7 Emergency Procedures Account for 80% of all EGS Deaths
About the EGS Complication Study
According to a retrospective review of 421,476 procedures performed in the U.S., seven different types of emergency general surgeries (EGSs) account for a majority of all EGSs (80.0%), deaths (80.3%), complications (78.9%), as well as impatient costs (80.2%).
According to researchers, patients who undergo emergency general surgeries are on average 8 times more likely to die following their operation than patients that undergo similar procedures electively. Further, about half of patients who undergo EGSs suffer at least one postoperative complication, and roughly 15% are readmitted within 30 days of undergoing their surgery.
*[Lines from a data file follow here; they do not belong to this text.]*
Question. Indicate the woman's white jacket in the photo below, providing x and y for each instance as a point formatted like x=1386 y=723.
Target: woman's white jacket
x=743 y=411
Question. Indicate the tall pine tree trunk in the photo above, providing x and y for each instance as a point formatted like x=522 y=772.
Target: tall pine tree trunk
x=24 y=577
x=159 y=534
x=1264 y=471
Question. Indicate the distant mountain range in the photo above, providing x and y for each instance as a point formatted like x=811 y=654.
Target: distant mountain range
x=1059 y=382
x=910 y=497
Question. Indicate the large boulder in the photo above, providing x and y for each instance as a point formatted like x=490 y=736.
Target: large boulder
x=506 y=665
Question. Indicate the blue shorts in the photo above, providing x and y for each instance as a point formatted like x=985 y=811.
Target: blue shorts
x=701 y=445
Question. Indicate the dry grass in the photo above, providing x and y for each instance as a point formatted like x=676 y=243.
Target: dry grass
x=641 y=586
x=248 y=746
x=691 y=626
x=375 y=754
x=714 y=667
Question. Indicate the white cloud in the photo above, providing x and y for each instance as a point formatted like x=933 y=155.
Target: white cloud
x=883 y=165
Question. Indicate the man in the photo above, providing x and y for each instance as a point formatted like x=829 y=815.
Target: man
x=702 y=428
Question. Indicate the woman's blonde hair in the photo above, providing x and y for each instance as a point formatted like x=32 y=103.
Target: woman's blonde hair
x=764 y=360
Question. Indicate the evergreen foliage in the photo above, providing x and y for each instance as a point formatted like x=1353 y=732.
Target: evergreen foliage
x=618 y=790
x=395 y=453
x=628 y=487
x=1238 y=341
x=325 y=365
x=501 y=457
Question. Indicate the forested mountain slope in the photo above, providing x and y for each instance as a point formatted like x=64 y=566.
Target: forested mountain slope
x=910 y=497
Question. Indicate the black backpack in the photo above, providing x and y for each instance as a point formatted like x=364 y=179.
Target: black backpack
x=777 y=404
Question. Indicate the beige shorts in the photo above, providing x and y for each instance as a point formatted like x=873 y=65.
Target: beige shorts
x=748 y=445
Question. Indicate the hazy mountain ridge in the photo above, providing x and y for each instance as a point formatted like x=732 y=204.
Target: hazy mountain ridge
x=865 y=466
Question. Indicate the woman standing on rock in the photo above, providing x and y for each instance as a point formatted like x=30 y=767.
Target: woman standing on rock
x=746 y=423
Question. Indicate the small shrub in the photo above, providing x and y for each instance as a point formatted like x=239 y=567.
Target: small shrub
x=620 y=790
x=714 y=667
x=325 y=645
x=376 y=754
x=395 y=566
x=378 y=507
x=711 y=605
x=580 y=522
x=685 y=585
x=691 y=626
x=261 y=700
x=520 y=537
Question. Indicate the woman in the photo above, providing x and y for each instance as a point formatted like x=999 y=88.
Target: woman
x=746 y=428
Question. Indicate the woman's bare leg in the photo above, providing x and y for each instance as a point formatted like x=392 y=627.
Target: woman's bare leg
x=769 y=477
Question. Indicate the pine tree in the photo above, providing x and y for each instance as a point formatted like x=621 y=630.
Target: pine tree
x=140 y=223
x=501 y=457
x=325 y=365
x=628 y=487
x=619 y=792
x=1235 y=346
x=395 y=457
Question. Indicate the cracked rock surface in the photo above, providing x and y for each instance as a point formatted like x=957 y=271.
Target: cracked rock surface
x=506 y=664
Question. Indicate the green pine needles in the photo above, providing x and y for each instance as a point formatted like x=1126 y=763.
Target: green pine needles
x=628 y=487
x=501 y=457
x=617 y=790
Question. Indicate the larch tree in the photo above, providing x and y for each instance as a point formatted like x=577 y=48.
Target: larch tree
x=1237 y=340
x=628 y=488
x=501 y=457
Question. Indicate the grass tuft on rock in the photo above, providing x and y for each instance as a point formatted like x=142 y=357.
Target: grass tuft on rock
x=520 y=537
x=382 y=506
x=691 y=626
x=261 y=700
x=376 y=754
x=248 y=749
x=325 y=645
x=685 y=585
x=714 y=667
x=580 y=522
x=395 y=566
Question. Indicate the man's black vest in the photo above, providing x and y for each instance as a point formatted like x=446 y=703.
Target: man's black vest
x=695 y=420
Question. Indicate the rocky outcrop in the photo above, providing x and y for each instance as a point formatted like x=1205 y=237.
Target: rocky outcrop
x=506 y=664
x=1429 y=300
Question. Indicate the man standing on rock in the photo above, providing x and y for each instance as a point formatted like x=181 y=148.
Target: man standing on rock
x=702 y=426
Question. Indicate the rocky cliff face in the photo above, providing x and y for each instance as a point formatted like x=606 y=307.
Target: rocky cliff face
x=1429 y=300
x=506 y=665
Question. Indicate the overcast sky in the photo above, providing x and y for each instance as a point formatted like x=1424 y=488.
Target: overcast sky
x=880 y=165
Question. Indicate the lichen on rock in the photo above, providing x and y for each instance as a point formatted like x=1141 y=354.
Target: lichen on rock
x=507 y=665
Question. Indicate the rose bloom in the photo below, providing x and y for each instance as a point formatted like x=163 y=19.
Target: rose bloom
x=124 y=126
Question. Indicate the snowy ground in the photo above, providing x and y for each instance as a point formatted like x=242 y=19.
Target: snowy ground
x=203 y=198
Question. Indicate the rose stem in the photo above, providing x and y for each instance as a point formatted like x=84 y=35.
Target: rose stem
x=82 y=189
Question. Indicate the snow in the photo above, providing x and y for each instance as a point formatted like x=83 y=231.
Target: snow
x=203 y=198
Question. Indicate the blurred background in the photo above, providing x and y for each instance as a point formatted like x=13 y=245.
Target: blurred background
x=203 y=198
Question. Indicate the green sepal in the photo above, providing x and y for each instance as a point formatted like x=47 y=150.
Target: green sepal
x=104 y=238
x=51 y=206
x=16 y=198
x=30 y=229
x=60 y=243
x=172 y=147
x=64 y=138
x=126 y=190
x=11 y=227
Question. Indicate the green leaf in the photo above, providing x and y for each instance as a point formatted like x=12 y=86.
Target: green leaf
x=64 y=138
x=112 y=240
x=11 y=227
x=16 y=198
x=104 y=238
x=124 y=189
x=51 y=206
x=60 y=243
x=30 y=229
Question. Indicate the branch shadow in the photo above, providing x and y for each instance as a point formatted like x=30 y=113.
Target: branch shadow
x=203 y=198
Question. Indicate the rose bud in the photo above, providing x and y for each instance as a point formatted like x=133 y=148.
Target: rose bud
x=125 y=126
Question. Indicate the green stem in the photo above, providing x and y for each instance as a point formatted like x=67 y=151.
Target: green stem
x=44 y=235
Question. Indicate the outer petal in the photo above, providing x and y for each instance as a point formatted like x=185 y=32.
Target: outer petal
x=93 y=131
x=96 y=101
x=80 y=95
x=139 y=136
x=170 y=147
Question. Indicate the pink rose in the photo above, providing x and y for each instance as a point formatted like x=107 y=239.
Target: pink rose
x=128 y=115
Prominent EGSs and Complications
The seven procedures cited by researchers included partial colectomy, small bowel resection, cholecystectomy, operative management of peptic ulcer disease, lysis of peritoneal adhesions, appendectomy, and laparotomy.
Some complications included pneumonia, deep vein thrombosis and/or pulmonary embolism, acute renal injury, stroke, myocardial infarction, cardiac arrest, acute respiratory distress syndrome, sepsis, septic shock, mechanical wound failure, wound infection, postoperative gastrointestinal tract complications, and other postoperative complications including retained foreign body and postoperative hemorrhage.
According to the Use of National Burden to Define Operative Emergency General Surgery, “only 7 procedures account for most admissions, deaths, complications, and inpatient costs attributable to the 512 079 EGS procedures performed in the United States each year. National quality benchmarks and cost reduction efforts should focus on these common, complicated, and costly EGS procedures.”